Download and print off enough copies of the CO2FX Global Warming Simulation role cards and print a copy for each 3 learners in your class and cut each card out.
- If you are in a connected classroom its a nice idea to have the game on the board to help you illustrate the situation. If you don’t, don’t worry.
- Explain to your class that Brazil has decided to deal with the global warming issue and brainstorm in open class a few ideas how they might do this.
- Divide your class into 3 groups or 3 tables (blue, orange and green) of advisors together (see right). Give out the science advisor (blue) cards to one table, the Policy advisor (orange) cards to the other and the Economic advisor (green) cards to the last table. Ask them to read the cards then turn them over and summarize the card to the person next to them.
- Now they make notes on what arguements they might use to achieve the challenge they have been set.
- Ask your learners to stand up and form a group of 3 consisting of one person from each table (see left) and then go to the computer room.
- Learners sit in their groups of three at a computer.

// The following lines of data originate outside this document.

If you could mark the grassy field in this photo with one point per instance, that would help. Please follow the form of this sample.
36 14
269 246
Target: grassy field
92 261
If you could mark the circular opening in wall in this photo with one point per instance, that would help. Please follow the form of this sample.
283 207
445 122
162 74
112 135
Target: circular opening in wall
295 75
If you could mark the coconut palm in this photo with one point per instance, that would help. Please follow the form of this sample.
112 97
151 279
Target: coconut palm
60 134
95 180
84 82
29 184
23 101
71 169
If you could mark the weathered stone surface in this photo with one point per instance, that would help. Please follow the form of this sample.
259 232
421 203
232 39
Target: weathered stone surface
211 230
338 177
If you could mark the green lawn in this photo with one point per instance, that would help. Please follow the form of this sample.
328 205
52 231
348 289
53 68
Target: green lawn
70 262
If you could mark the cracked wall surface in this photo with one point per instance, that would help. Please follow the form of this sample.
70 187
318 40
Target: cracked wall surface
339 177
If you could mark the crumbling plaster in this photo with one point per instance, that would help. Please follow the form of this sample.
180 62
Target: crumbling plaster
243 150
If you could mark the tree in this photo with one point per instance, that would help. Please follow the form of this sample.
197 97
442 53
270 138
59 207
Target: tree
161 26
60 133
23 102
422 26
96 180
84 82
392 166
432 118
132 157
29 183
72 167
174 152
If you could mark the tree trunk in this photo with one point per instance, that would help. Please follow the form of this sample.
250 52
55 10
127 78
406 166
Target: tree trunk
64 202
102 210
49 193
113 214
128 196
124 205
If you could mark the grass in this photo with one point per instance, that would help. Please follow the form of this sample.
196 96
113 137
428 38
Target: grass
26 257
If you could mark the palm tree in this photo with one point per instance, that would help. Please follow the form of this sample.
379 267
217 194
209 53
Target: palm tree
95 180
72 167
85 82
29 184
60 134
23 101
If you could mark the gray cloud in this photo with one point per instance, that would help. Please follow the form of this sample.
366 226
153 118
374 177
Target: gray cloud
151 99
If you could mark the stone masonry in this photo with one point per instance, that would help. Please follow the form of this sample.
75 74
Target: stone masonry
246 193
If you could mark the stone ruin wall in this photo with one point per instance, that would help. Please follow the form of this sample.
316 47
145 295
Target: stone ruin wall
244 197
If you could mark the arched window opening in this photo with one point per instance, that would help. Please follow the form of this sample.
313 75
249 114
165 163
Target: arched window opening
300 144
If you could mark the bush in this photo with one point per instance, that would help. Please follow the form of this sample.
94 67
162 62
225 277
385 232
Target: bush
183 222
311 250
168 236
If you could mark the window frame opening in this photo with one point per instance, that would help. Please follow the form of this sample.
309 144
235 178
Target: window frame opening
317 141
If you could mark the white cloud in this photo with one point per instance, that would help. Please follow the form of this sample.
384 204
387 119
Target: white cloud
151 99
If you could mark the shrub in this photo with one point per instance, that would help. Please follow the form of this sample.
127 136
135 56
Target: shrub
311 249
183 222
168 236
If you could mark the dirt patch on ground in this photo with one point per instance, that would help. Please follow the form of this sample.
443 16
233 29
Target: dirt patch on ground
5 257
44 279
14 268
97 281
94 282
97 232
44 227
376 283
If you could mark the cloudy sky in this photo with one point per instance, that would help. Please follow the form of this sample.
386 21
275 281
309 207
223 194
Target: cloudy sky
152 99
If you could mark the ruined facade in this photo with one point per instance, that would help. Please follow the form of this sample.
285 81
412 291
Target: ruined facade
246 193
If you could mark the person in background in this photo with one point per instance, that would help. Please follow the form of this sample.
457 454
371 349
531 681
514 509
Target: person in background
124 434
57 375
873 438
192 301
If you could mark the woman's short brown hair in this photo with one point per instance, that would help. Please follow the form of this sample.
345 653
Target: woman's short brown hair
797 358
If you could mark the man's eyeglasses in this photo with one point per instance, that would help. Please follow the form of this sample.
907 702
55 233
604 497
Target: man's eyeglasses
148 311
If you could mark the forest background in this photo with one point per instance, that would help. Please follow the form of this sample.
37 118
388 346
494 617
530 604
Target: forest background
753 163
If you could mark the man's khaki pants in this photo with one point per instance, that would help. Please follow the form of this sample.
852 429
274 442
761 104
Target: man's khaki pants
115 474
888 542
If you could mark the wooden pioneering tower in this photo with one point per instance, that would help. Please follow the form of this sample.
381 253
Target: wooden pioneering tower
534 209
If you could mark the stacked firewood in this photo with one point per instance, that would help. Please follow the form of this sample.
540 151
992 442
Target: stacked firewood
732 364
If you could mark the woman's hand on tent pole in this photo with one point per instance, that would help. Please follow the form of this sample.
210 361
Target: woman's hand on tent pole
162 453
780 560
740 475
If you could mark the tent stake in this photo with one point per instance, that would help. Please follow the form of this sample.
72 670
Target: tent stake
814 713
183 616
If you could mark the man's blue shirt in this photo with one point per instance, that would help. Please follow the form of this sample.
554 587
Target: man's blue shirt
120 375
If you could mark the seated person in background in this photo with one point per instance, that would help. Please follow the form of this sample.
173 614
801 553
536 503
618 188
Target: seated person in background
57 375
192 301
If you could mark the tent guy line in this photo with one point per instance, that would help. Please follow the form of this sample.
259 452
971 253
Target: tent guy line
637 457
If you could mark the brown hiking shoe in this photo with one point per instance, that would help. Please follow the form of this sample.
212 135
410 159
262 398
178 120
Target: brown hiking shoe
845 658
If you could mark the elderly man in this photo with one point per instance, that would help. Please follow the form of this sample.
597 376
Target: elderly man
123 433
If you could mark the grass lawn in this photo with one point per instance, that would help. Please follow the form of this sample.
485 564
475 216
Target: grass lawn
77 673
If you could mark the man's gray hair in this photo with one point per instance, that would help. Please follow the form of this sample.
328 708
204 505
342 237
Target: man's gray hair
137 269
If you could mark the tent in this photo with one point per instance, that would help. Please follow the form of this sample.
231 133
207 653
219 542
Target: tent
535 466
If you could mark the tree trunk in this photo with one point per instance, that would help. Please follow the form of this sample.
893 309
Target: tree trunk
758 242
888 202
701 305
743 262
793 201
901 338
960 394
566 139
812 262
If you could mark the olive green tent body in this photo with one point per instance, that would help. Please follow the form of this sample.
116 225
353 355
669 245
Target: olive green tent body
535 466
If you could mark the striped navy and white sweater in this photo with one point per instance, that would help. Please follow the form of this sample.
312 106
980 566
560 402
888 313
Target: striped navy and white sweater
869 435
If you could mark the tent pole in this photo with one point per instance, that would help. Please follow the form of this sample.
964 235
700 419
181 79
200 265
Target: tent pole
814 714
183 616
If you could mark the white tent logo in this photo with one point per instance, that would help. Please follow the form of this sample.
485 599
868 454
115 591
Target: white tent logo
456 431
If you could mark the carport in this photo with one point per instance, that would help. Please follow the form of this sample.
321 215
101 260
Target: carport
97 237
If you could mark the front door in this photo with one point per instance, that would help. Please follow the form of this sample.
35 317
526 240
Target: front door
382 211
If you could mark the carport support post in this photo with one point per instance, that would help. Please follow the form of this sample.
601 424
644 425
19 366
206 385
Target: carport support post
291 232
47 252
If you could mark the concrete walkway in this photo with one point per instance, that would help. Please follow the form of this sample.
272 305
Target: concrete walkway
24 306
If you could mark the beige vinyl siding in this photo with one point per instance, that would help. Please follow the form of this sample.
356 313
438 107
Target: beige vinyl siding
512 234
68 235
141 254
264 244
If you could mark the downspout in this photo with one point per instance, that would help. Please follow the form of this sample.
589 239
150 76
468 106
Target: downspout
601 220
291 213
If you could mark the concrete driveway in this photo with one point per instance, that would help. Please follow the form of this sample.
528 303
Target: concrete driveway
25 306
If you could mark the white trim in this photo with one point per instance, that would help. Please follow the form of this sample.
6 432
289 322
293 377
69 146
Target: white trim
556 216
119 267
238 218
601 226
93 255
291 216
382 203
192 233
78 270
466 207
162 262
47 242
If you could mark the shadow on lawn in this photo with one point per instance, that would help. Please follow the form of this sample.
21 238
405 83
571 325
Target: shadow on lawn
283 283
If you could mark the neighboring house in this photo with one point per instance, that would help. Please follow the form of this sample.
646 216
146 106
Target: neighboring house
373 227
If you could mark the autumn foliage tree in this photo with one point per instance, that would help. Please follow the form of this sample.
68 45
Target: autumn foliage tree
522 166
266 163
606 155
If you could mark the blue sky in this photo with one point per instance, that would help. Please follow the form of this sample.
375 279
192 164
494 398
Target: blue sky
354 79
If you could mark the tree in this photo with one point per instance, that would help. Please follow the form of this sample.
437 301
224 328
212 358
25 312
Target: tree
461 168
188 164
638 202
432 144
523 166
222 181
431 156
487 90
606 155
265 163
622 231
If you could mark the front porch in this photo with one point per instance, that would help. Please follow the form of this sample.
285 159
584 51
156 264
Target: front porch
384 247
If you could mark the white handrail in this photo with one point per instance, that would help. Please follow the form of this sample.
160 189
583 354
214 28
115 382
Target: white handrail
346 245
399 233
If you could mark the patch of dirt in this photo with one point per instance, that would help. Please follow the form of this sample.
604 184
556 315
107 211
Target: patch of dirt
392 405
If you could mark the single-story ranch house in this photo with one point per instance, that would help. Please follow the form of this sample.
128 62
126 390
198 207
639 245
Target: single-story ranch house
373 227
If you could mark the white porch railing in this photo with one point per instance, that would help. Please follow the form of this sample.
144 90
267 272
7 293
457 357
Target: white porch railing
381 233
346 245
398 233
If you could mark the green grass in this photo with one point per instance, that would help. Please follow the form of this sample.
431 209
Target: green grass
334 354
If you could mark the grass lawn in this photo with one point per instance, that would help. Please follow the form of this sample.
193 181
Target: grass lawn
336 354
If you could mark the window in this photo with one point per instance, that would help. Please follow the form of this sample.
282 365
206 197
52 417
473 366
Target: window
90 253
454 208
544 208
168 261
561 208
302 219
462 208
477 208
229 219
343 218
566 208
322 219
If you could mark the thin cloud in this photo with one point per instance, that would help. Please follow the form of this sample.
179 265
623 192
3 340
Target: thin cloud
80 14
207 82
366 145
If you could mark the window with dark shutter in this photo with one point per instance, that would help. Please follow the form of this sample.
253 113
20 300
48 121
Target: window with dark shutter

Because the game itself is not very intuitive it’s a very good idea to get your learners to read the gameguide. It may be a good idea to explain before hand that because of the serious nature of this game that they may not get a chance to play it until next time. This time is dedicated to understanding how the game works.
- Learners take notes from the game guide on parts of the game that are relevant to their role.
- Learners sit in the groups they were in when they read the game guide in the computer room (see advisors gaming diagram above) and compare their ideas on how the game is played. They may use any notes they took from last class.
- In their groups you return to the computer room and play the game.
- The advisors all sit together on three separate tables (see Advisors Together diagram above).
- They compare their success at the game and try and establish the best way to play the game. This will involve feedback on not only their role in the game but those of the other advisors.
- Each table makes a ‘strategy guide’ consisting of a list of tips on how best to play the game.
- Learners return to their computer game teams (see advisors gaming diagram above) and compare their ‘strategy guides’.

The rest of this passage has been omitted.